Bloomberg spent $500 million to win a territory 5,500 miles from the US, one that most Americans couldn’t point to on a map if you paid them.
7 delegates. Woo-hoo!
Chances are good he will get a few more delegates, but at this point he seems a non-factor more than ever.
Clearly the deal struck with Mayor Pete and Klobochar - and to a lesser extent (much lesser), Beto - had an effect.
Voters were swayed, and they went with Biden.
I think it was clear that there was a mega-effort to have those two drop out before Super Tuesday, probably with cabinet positions offered if Biden wins.
I think what was less clear is that an effort was probably also made to ensure Warren stayed in it. That way she might take some votes away from Bernie.
I suspect, now that her role is over, she’ll drop out.
California is huge. The state has 415 delegates.
The vote won’t be in for days, as so many mail ballots are still coming in and being counted.
The state is big and doesn’t really represent the country.
The state is also wholly unmanageable, with the biggest homeless population in the country and probably the worst drug crisis.
Nearly 2,000 people a day are fleeing that state, so bad is it to live there.
I mean, drug addicts can go into a store and steal up to $950 worth of goods and they won’t be arrested.
After they steal the goods they can make a campsite on the sidewalk in front of the business.
How do you do business in a climate like that?
You don’t - you move to another state...probably a red state.
I wonder if California will be broken up at some point. It seems like it might do better being a few different states instead of one huge one.
Bernie is expected to win most of the delegates here, and that will create problems for Biden. I guess this is now Bernie’s firewall.
We know that Bernie will cut a deal and bow out, however, as he’s done so in the past.
In ‘16 when Hillary needed him gone, Bernie went.
I’m not sure he’ll go so quietly into the night this year, though.
There could be a fight, and that fight could alienate Bernie’s ‘bros.’

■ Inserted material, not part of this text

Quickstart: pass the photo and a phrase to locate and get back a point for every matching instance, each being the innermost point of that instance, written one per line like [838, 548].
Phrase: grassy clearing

Even if there isn’t a fight, I don’t see a lot of young Bernie supporters getting excited about ‘Sleepy Joe,’ a man that more and more, seems like he’s going senile.
No...Bernie voters won't go with Biden even if Bernie endorses him at the convention. I think they'll just stay home, or write-in Bernie, or do some other protest vote, maybe Libertarian.
Biden better get a damn good VP-pick, but I’m worried he’ll get Stacy Abrams or someone equally as bad.
Well, probably not as bad as Whitney’s LT pick.
But we’ll talk Montana politics another day.